Peningkatan Fungsi Alel dalam Alel 2 pada Haptoglobin

Contoh terkenal dari peningkatan fungsi konsekuensi dari duplikasi gen
internal adalah alel haptoglobin 2 pada manusia (Smithies et al., 1962).
Haptoglobin adalah protein tetrameric yang terbuat dari dua rantai dan dua
rantai . Kedua rantai diproduksi oleh gen yang sama sebagai single polipeptida,
yang kemudian dibelah pada residu arginin untuk menghasilkan sununit dan .

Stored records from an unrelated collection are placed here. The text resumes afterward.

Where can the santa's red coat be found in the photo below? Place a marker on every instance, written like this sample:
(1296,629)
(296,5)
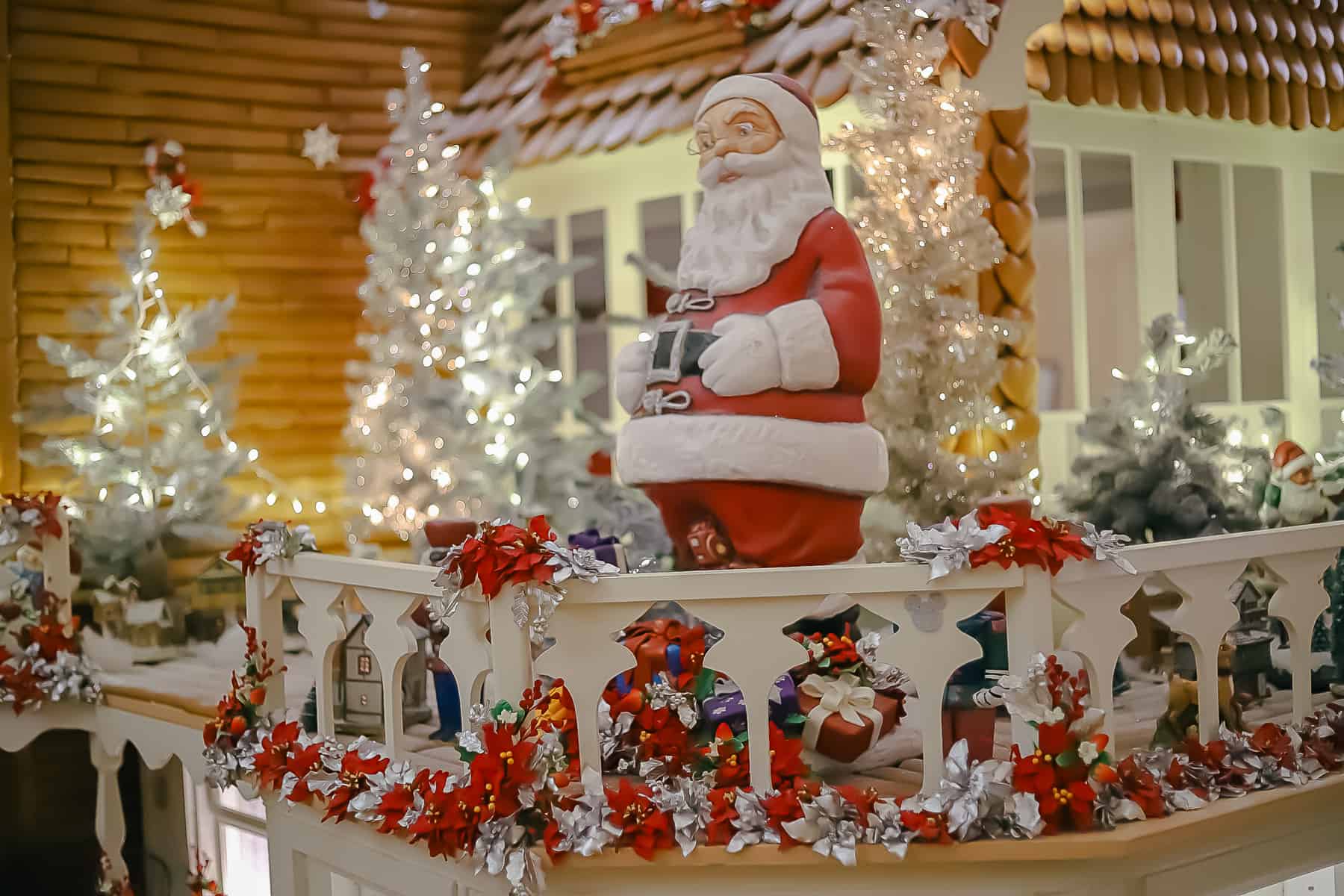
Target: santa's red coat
(815,438)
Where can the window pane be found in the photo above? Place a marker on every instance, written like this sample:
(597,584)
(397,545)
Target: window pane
(1110,270)
(1257,193)
(234,801)
(1199,261)
(544,240)
(246,869)
(589,234)
(1054,289)
(660,223)
(1328,227)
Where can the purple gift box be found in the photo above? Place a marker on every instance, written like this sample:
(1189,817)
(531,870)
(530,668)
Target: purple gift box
(726,704)
(606,547)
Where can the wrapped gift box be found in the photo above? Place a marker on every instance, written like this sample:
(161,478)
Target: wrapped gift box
(665,645)
(833,735)
(727,704)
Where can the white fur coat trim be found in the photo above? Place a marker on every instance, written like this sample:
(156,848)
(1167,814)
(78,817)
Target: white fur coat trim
(690,448)
(808,356)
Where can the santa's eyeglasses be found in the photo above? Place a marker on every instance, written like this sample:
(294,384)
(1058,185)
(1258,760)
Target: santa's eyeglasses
(703,143)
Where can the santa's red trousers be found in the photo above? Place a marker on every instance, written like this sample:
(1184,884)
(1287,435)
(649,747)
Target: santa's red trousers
(768,524)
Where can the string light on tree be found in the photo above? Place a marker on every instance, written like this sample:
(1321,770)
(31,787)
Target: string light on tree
(455,414)
(154,464)
(949,442)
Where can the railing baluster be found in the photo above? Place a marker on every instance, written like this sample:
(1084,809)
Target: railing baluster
(1204,615)
(1101,635)
(391,644)
(511,649)
(265,615)
(929,647)
(1298,603)
(588,659)
(1030,617)
(109,817)
(322,623)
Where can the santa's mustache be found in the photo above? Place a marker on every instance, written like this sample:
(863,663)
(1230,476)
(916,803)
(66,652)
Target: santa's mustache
(742,164)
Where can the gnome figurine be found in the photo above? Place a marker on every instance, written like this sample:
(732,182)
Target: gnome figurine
(1297,491)
(747,426)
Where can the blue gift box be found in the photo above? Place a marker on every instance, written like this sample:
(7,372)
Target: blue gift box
(727,704)
(606,547)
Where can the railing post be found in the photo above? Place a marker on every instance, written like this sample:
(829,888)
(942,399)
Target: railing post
(265,615)
(1031,630)
(55,566)
(511,648)
(109,818)
(391,644)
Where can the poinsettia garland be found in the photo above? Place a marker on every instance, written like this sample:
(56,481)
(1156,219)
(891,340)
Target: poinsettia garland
(267,539)
(532,559)
(25,516)
(995,534)
(582,22)
(50,665)
(523,790)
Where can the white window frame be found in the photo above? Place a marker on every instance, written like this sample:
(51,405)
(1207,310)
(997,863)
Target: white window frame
(618,183)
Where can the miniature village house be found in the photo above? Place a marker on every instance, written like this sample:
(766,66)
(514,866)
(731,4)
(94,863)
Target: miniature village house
(359,689)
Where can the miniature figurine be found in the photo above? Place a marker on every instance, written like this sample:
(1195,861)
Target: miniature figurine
(1298,491)
(747,402)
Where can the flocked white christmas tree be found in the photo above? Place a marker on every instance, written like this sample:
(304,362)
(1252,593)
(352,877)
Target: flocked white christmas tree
(924,225)
(151,467)
(455,414)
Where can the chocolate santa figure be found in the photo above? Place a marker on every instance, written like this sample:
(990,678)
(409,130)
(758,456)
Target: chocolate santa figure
(1297,491)
(747,426)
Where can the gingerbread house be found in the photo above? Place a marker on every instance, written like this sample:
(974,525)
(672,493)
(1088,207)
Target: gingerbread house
(1144,158)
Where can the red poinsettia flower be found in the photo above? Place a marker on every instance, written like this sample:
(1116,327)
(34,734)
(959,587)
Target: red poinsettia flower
(398,801)
(50,635)
(1142,786)
(783,808)
(23,685)
(46,504)
(1033,774)
(354,780)
(300,762)
(786,763)
(449,818)
(1273,741)
(644,827)
(503,555)
(245,553)
(275,753)
(722,815)
(929,827)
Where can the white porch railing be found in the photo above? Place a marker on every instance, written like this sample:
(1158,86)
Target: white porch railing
(753,606)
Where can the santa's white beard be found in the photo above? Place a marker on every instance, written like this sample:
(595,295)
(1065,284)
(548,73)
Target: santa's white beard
(750,225)
(1303,501)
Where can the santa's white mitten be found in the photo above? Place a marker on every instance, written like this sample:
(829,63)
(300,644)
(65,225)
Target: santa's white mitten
(632,371)
(745,359)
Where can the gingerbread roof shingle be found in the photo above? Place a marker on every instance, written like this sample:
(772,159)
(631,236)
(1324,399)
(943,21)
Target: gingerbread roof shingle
(1265,60)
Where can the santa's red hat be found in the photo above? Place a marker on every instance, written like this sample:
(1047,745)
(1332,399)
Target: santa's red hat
(1289,458)
(786,100)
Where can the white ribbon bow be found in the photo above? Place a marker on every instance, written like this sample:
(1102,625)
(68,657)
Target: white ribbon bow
(846,696)
(679,302)
(655,401)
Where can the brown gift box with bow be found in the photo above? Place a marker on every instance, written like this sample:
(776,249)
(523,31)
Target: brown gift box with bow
(846,742)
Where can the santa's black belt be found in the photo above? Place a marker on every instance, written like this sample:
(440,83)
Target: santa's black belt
(676,352)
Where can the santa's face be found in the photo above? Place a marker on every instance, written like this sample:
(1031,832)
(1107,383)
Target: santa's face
(741,127)
(759,191)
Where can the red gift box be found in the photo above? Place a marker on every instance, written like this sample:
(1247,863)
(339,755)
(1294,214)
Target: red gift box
(974,726)
(652,641)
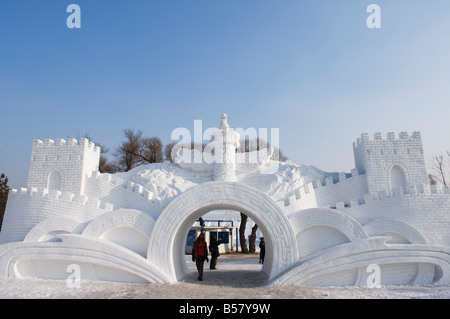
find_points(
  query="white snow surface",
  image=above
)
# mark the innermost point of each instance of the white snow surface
(169, 179)
(238, 277)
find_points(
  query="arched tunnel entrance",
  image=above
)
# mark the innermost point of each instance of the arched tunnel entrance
(167, 242)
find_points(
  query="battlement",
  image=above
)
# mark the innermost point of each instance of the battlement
(415, 193)
(63, 196)
(390, 137)
(61, 164)
(71, 142)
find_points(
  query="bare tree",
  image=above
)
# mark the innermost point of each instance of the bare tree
(441, 168)
(126, 152)
(137, 150)
(151, 150)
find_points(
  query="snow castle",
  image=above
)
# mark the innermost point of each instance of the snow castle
(319, 230)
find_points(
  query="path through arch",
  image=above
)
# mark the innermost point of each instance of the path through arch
(166, 244)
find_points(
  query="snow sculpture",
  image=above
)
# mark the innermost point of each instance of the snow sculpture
(220, 156)
(320, 228)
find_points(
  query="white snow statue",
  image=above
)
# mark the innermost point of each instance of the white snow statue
(382, 223)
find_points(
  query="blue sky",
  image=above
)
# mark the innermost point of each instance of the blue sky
(310, 68)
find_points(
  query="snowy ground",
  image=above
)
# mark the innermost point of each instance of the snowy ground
(238, 277)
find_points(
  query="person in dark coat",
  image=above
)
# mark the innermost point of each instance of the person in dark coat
(262, 251)
(200, 254)
(214, 249)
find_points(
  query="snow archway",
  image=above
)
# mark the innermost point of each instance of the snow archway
(167, 241)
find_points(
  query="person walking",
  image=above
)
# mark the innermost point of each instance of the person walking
(200, 254)
(214, 249)
(262, 250)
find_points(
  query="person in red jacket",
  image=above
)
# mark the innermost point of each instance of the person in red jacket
(200, 254)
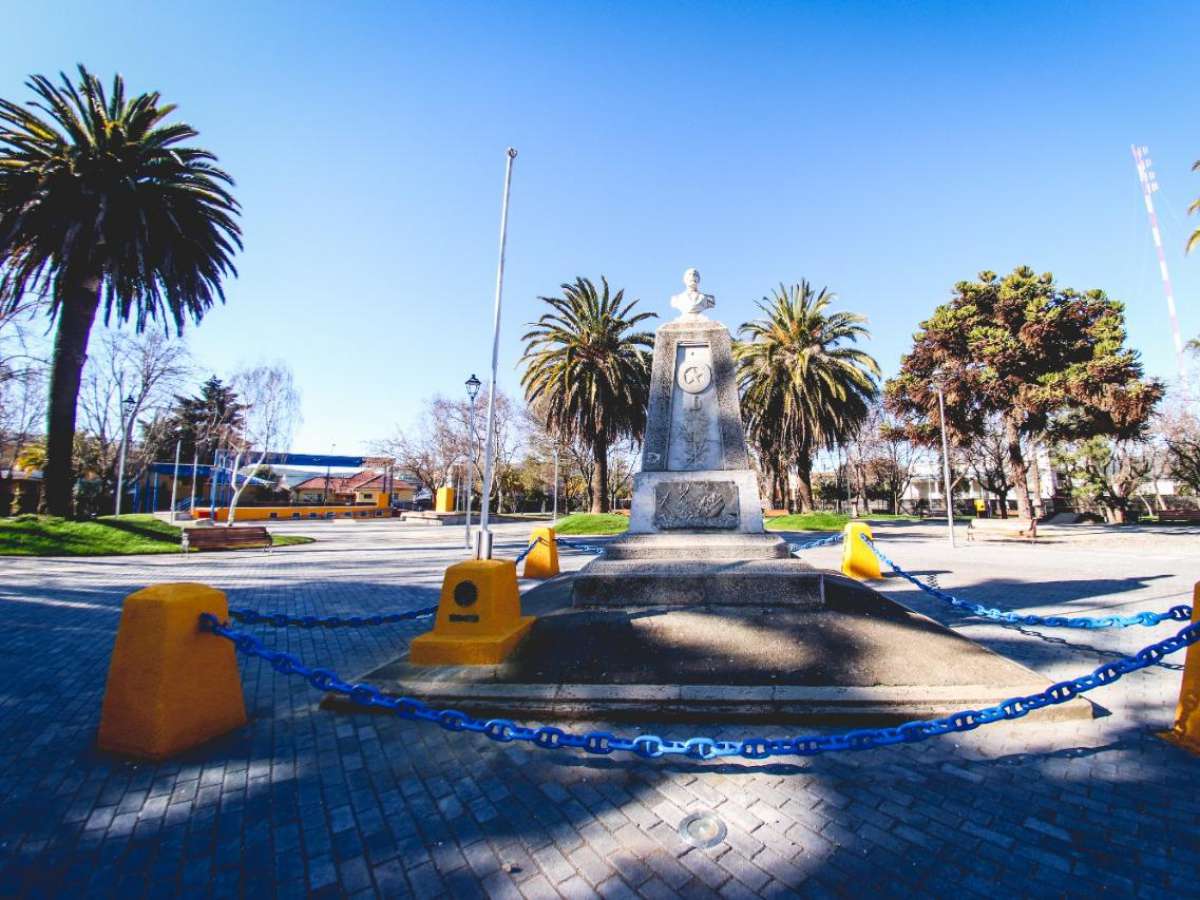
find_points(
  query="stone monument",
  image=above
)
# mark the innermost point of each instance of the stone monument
(695, 533)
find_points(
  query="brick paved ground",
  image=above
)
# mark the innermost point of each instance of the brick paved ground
(307, 802)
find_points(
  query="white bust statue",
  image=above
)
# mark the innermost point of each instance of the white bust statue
(691, 303)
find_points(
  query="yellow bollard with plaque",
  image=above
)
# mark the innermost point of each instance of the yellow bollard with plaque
(857, 559)
(543, 559)
(479, 617)
(171, 685)
(1186, 732)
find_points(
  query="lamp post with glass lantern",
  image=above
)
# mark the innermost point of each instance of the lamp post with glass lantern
(127, 406)
(939, 382)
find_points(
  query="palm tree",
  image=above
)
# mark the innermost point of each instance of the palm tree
(802, 388)
(100, 203)
(1194, 239)
(587, 373)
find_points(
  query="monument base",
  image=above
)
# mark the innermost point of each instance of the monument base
(699, 569)
(861, 660)
(745, 516)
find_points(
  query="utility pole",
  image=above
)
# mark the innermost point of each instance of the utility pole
(196, 463)
(127, 406)
(1149, 185)
(174, 481)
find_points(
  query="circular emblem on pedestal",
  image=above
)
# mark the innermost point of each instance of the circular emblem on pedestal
(695, 377)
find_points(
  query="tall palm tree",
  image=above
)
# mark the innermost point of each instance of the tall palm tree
(588, 372)
(803, 389)
(1194, 239)
(100, 203)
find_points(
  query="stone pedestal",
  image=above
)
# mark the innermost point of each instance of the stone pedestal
(695, 528)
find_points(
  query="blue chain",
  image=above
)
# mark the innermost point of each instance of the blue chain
(580, 546)
(279, 619)
(528, 550)
(837, 538)
(652, 747)
(1176, 613)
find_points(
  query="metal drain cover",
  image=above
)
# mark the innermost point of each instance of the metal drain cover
(703, 829)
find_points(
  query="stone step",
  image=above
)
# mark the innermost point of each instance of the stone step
(697, 545)
(663, 582)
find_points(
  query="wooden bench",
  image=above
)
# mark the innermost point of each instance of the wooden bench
(221, 538)
(1179, 515)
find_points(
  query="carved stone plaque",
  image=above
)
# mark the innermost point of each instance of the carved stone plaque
(695, 442)
(696, 504)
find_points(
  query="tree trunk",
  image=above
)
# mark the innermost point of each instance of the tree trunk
(804, 481)
(76, 317)
(1036, 480)
(1020, 473)
(600, 474)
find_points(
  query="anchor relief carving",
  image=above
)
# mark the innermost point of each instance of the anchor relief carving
(696, 504)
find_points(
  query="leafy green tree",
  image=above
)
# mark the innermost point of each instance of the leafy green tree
(1047, 360)
(804, 387)
(588, 372)
(205, 421)
(101, 204)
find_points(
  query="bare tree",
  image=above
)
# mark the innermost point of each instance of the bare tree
(147, 369)
(987, 457)
(882, 460)
(448, 435)
(271, 413)
(22, 394)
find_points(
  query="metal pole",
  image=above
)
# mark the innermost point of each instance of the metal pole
(465, 490)
(946, 467)
(196, 465)
(469, 477)
(174, 481)
(120, 467)
(484, 541)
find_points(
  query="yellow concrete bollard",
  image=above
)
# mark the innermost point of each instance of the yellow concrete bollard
(1186, 732)
(171, 687)
(857, 559)
(543, 559)
(479, 617)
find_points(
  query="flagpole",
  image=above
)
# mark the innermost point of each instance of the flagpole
(484, 537)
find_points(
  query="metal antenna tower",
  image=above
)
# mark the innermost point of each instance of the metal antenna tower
(1149, 185)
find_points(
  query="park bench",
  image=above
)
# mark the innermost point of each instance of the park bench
(244, 538)
(1179, 515)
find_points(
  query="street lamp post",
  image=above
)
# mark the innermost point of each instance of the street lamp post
(484, 539)
(126, 423)
(473, 385)
(556, 484)
(946, 456)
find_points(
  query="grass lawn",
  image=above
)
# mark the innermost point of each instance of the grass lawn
(827, 521)
(592, 523)
(107, 535)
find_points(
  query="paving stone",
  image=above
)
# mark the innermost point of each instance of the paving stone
(304, 802)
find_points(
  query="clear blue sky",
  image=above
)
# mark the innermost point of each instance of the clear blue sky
(886, 150)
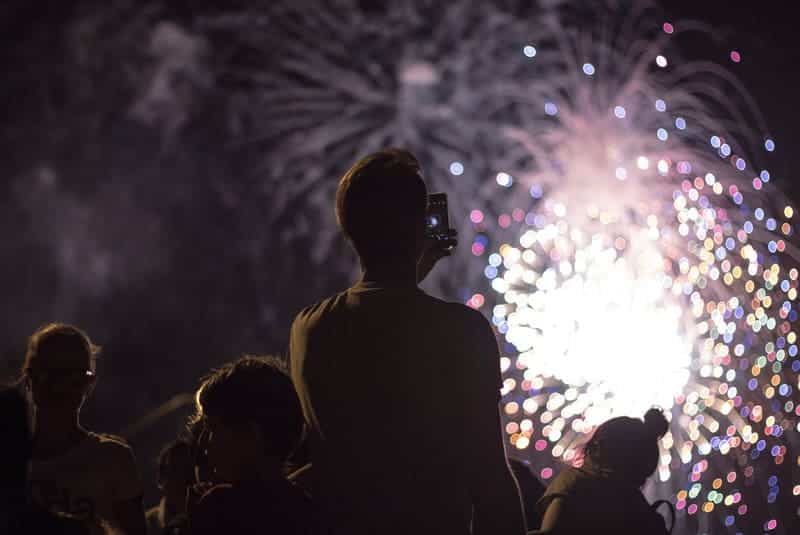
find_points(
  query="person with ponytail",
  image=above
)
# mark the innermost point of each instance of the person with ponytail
(603, 495)
(88, 476)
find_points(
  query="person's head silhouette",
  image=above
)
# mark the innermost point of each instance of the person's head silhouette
(380, 207)
(59, 368)
(627, 447)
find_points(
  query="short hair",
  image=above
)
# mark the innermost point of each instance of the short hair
(629, 445)
(256, 390)
(166, 458)
(54, 339)
(381, 203)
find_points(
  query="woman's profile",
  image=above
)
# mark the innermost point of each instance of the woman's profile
(604, 494)
(89, 476)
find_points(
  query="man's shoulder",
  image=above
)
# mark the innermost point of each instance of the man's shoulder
(319, 313)
(110, 446)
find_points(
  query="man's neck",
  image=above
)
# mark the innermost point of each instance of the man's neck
(392, 275)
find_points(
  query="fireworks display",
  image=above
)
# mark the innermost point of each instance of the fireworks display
(617, 224)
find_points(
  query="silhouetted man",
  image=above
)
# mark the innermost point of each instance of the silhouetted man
(400, 390)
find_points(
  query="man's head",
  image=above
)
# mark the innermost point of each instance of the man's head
(628, 446)
(251, 412)
(59, 367)
(380, 207)
(176, 472)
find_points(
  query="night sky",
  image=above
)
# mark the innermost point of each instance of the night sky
(138, 222)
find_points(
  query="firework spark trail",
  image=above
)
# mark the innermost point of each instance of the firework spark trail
(610, 189)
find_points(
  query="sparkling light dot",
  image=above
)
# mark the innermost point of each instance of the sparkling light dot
(504, 179)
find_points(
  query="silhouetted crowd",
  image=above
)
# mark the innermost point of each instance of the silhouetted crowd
(384, 421)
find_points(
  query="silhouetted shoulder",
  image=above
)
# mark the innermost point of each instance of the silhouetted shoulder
(312, 315)
(116, 454)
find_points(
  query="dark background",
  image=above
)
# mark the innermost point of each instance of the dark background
(145, 225)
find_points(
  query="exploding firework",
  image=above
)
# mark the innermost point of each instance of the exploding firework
(636, 253)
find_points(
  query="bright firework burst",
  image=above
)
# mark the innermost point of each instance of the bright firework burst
(637, 253)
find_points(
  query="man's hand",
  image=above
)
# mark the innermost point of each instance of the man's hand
(434, 250)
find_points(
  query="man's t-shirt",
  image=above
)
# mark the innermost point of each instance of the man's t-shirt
(595, 503)
(388, 378)
(85, 481)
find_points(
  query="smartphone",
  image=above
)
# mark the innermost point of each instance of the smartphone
(437, 222)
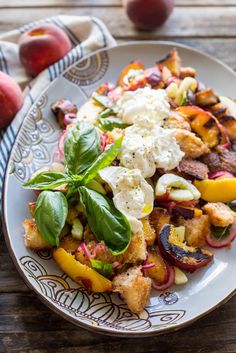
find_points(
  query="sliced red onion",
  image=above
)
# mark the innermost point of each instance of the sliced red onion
(172, 103)
(103, 139)
(168, 283)
(219, 174)
(217, 244)
(200, 86)
(85, 250)
(70, 118)
(56, 157)
(191, 97)
(148, 266)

Haptoglobin ditemukan dalam serum darah, berfungsi mengangkut glikoprotein
untuk menghilangkan hemoglobin bebas dari sirkulasi vertebrata. Pada manusia,
haptoglobin adalah polimorfik karena keberadaan tiga alel umum: slow 1
(1S), fast 1 (1F), dan 2.
Alel 2 kemungkinan dibuat oleh nonhomologous crossing over berbeda
dengan intron dari dua alel 2 dalam membawa kedua individu heterozigot slow
1 (1S), fast 1 (1F) pada varian elektroforesis. Duplikasi internal sekitar 1,7
kb, dan 177 bp pada bagian exonic, hampir dua kali lipat panjang polipeptida (84-
143 asam amino). Sebagai konsekuensi, stabilitas kompleks haptoglobin-
hemoglobin dan efisiensi rendering kelompok heme dari hemoglobin rentan
terhadap degradasi yang meningkat pesat (Hitam dan Dixon 1968).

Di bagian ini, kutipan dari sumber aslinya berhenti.